陳友諒道:“幫主他老人家近來大病初愈,身子不適,你是客人,我們讓你三分。若再胡言亂道,得罪莫怪。”說到最後兩句,已是聲色俱厲。

那黃衫女子神色漠然,依舊對他置之不理,轉而吩咐一個黑衣少女讓她把信還給掌棒龍頭。

掌棒龍頭一見那信,登時滿臉紫脹,叫罵起來,原來他在途中被盜了書信,不得已之下只能折返,張無忌瞥見了信封上韓山童幾個字,料知丐幫扣了韓林兒,這十有八九是對韓山童的招降信,不由得對阻住此事的黃衫女子好生感激。

陳友諒卻是臉色越來越難看,他斷了一臂,疼痛難耐,可麻煩的事卻一件接一件絡繹不絕,正欲叫人送客,不料那黃衫女子卻一指那女童手裏的青竹棒,問道:“你們可認得這根打狗棒?”

群丐早認出這是本幫幫主信物打狗棒,卻不明何以會落入旁人手中,各人的眼光都瞧著史火龍,但見他臉色慘白,不知所措。

傳功、執法二長老前後求了綠棒觀看,見這棒晶潤如玉,堅硬勝鐵,確是要本幫幫主的信物無疑,只得面面相覷,一頭霧水。

這時黃衫少女附身囑咐了那女童什麽,便見那女童朝史火龍撲上去,陳友諒見狀擡手就往那女童身上抓去,可還沒碰到她,身子就被摔飛出去,張無忌看得真切,那黃衫女子輕輕揮了揮手,袖子掃到陳友諒胸口便將他甩了出去,招式與那青衣人竟有幾分相似。

史火龍見無人擋在面前,更是抖如篩糠,被一個十二三歲的女童近身都沒半點反應。

“你害死我爹爹,害死我爹爹,你這惡賊。”及他身前,那女童忽地哭喊出聲,似已忍耐許久,抓住他亂撕亂打,她身形尚小,只打得到史火龍肚子,黃衫女子手臂又一動,那人的腦袋便被按了下來,一下被女童抓住頭發。

一扯之下,滿頭頭發忽然盡皆跌落,露出油光晶亮的一個光頭,原來他竟是個禿頭,頭上戴的是假發。之後那女童又抓下了他一塊鼻子,卻無鮮血流出,眾人驚奇已極,凝目細看,原來他鼻子低塌,那高鼻子也是假裝的。

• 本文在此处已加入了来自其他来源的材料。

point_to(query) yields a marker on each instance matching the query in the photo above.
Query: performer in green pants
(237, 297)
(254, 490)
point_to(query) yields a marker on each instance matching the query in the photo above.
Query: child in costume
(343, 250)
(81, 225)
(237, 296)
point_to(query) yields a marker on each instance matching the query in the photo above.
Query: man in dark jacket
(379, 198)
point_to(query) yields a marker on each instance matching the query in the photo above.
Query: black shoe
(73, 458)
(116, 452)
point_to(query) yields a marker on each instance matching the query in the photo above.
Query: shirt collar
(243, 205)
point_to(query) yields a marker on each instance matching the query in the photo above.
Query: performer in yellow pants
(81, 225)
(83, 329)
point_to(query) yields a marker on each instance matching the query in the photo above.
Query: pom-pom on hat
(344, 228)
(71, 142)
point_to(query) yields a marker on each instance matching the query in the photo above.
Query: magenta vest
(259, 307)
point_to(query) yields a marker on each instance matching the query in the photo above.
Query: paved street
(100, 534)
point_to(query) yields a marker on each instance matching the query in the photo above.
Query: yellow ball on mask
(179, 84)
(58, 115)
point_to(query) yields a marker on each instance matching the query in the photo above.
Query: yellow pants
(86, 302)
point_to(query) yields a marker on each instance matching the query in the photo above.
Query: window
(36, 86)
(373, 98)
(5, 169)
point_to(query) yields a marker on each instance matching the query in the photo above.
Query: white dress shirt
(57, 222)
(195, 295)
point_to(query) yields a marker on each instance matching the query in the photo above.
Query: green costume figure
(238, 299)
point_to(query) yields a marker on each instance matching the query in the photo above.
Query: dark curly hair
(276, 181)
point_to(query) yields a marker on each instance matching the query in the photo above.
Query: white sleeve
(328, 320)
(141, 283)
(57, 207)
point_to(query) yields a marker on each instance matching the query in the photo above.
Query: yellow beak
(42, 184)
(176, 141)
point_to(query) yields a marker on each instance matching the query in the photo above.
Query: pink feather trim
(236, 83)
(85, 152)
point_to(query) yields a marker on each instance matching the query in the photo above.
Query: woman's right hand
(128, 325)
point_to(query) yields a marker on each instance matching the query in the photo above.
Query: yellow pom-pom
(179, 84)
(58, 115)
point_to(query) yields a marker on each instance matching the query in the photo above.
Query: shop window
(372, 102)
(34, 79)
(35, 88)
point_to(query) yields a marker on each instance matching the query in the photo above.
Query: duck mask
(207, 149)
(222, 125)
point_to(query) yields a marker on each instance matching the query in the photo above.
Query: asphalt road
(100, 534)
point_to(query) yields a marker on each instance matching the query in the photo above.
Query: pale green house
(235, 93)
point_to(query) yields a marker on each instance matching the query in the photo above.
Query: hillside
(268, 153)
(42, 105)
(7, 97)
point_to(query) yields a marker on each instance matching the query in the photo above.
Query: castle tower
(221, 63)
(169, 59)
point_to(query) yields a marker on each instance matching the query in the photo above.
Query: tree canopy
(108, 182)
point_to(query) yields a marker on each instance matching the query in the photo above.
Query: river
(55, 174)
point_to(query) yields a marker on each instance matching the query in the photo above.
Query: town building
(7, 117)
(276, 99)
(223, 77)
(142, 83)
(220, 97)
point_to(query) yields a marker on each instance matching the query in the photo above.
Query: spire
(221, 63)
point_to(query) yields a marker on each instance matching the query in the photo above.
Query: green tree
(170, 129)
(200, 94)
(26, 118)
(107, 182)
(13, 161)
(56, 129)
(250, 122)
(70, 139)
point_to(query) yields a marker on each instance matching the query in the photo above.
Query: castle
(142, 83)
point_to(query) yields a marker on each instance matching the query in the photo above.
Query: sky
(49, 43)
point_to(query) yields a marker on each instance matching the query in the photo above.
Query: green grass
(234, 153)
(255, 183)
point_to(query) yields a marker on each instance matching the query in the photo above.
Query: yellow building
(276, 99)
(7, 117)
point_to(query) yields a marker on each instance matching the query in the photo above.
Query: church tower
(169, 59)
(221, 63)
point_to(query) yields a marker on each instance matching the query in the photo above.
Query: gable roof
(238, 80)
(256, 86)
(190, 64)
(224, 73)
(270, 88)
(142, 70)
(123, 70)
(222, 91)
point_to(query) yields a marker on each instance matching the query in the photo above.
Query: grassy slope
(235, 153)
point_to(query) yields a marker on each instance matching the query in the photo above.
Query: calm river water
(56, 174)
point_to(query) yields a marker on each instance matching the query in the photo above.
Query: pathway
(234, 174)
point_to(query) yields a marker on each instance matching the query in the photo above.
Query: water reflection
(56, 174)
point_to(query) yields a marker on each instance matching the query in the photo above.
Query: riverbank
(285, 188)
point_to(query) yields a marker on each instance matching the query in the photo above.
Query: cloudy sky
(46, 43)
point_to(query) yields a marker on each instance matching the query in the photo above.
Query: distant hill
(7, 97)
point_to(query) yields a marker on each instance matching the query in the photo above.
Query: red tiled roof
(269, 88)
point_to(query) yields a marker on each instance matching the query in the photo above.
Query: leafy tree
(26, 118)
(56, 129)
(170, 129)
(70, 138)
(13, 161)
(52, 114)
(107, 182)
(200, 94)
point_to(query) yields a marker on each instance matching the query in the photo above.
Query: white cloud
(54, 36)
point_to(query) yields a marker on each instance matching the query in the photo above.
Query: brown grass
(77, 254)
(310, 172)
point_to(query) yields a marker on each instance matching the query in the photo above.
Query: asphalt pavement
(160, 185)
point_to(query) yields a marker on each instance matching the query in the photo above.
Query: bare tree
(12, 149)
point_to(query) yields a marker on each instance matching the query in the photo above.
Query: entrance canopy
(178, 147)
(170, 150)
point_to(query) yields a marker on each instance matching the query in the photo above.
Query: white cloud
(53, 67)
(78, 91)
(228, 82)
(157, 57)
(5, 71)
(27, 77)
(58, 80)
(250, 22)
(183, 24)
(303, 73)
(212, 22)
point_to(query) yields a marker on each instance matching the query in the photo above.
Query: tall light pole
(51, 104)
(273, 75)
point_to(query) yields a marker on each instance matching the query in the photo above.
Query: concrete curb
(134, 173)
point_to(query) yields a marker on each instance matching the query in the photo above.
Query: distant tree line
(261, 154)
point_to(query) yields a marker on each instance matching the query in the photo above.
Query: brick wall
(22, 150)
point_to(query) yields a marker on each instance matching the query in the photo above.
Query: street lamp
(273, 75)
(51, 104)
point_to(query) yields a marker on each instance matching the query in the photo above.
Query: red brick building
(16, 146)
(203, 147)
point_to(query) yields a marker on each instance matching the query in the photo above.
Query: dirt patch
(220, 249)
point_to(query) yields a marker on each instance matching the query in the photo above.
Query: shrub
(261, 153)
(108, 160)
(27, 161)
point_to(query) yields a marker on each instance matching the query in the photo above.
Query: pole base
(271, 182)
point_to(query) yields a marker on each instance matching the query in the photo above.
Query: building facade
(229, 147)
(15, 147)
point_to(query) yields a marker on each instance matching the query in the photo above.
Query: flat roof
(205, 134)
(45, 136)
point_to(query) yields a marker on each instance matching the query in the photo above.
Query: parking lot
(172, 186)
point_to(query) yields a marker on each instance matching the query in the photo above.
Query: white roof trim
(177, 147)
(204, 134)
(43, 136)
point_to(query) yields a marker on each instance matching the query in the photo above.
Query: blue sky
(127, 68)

事已至此,便是瞎子也能看出個究竟了,這個史火龍是人冒充的。

掌棒龍頭性如烈火,上前左右開弓,啪啪啪啪打了他七八個重重的耳光。那假幫主雙頰紅腫,連連求饒:“不幹我事,不幹我事。是陳……陳長老叫我幹的。”

餘下丐幫弟子立即去找陳友諒,卻已不見他人影,料想他一見事情敗露,早已逃之夭夭。

執法長老連忙叫了幾個七袋弟子去追。

原來那女童姓史名紅石,是史火龍史幫主的獨生女兒。史幫主遭成昆暗算,臨危之時,要他夫人抱了這孩子,攜帶打狗棒前來找那黃衫女子,替他報仇雪恨。

那黃衫女子祖上與當時丐幫幫主交好,見了打狗棒自是不會坐視不理,多方打探後至今日前來,撞上張無忌攜明教上門討人,直鬧得丐幫雞飛狗跳。

那黃衫女子將史紅石交還給丐幫後就離去了,一如來時那般摸不著蹤跡,那青衣人卻比她還早走了一步,發生的事太多,塞得張無忌腦子亂哄哄的,待情緒稍平靜後他記起趙敏還受著傷,卻發現她原本站立的地方已空空如也。

再熱鬧也敵不過曲終人散。

“你要留下?”城郊,黃衫女子淡淡地問前來辭行的青衣人,不待對方回答便自言自語道,“也好。”

說罷將一個玉瓶拋給對方,而後便翩然離去。

“好自為之,再亂使那陰毒的功夫,莫怪我替你師祖清理門戶。”

話音未落,身影已渺無蹤影。

青衣人嘆了一口氣,摘下面具,露出一張蒼白的臉,正是之前被黃衫女子救走的周芷若。

她隨手將面具拋擲於地,便往城裏走去。

傷已痊愈,卻因心事而步履蹣跚。